O modelo de des-envolvimento imposto sobre as comunidades implica em impactos socioambientais, expropriação e apropriação dos territórios tradicionais (Indígenas, Quilombolas, Camponeses Tradicionais, Pescadores, Extrativistas, dentre outros) e a criminalização dos movimentos sociais e suas lideranças. As populações urbanas atingidas, por exemplo, pelos megaeventos (Copa e Olimpíadas), também têm seus direitos negados e são vulnerabilizadas por um projeto de cidade que privilegia os interesses de empresas privadas, sendo forçadas a deixarem suas áreas de habitação.

Denunciamos a falta de respeito do Estado, com seus governos e órgãos competentes, para com as populações atingidas. As decisões são tomadas em gabinetes e reuniões particulares, negando às populações o direito de participação nos processos decisórios sobre o destino de suas áreas. Este Estado patrimonialista, opressor, nega os direitos básicos da pessoa humana e submete as pessoas aos interesses das grandes corporações privadas, isentando-as de impostos, responsabilizando-se pelas obras de infraestrutura e injetando dinheiro público em tais empreendimentos, em detrimento da educação, saúde, saneamento, acesso à terra e à água, lazer, dentre outros.

O Tribunal Popular está inserido dentro do processo da 5ª Semana Social Brasileira, cujo tema e lema foram, respectivamente,“Participação no processo de democratização do Estado Brasileiro” e “Bem viver: caminho para uma nova sociedade com um novo Estado”. Não pretende ser apenas um momento simbólico de denúncia e mobilização.
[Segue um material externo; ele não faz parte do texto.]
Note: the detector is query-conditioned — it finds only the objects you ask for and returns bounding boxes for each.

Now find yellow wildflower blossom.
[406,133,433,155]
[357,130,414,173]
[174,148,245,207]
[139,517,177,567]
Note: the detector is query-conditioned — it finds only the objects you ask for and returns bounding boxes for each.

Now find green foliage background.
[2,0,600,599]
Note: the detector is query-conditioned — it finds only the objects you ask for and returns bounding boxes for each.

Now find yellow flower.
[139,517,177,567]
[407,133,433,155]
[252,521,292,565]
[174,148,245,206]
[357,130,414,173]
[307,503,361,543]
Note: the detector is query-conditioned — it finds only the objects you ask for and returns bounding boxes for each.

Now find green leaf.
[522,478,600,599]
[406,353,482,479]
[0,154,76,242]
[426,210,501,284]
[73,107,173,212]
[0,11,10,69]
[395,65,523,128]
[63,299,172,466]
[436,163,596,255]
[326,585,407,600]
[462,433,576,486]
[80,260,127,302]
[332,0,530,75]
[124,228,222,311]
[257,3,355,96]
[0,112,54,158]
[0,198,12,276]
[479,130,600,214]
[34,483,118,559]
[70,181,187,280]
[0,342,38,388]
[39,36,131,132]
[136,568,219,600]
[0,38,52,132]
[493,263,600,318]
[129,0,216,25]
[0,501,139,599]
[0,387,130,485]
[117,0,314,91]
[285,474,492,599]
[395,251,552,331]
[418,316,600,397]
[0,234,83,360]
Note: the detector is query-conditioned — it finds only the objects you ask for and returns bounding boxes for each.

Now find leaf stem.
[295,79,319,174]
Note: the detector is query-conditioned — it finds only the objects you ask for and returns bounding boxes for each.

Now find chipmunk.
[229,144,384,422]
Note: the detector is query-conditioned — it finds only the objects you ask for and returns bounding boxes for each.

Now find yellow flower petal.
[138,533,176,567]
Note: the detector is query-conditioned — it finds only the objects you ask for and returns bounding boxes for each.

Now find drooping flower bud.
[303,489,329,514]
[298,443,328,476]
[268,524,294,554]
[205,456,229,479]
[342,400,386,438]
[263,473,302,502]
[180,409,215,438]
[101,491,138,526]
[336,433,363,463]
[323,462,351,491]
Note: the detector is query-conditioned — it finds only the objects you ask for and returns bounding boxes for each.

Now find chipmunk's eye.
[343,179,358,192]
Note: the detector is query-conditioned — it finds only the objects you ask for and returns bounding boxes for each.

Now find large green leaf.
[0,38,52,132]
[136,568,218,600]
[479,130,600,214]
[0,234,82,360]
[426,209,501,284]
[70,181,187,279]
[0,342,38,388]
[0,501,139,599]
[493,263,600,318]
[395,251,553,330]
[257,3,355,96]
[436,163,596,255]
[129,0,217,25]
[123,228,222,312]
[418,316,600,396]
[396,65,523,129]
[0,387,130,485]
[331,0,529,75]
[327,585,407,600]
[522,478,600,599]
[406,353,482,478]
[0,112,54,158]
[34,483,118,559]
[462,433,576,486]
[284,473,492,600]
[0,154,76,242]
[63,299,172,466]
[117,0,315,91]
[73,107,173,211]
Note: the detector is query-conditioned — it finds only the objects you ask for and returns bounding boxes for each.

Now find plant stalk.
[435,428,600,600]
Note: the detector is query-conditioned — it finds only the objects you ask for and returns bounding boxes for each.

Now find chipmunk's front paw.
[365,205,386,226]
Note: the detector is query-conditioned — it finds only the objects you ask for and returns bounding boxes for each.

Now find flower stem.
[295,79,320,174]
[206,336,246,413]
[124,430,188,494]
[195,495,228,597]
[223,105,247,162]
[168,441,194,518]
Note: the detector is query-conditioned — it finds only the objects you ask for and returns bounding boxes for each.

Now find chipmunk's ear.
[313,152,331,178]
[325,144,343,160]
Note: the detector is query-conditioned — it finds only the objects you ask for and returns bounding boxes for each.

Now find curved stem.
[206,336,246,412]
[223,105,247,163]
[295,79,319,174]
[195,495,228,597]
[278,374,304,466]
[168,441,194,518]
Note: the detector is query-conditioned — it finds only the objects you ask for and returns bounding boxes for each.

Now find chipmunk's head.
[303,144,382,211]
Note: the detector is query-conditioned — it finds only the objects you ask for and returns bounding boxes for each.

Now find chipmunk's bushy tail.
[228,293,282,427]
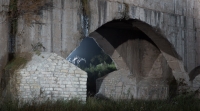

Antes, as pastorais sociais, movimentos sociais e entidades populares, juntamente com as comunidades atingidas, já se organizam e se planejam para a concretização de lutas pela garantia dos direitos e que os responsáveis paguem, segundo as leis nacionais e internacionais, por todos os conflitos gerados e danos causados ao modo de vida destas comunidades.

Queremos realizar um amplo controle social das políticas públicas do Estado e continuaremos lutando para a implementação do projeto popular que temos construído em todas as regiões do Ceará. Nossa rede de aliança está crescendo e esperamos que o Tribunal Popular nos fortaleça na luta pela democratização do Estado e a efetivação de nossos direitos.

Convocamos a todos e todas se unirem a este coletivo e a participar da grande marcha, no dia 28/11, a partir das 8:30hs, saindo do local do encontro, em que faremos a entrega do Dossiê e da sentença ao governo do Estado.“Essa luta é nossa, essa luta é do povo, é só lutando que constrói-se um Brasil novo!”.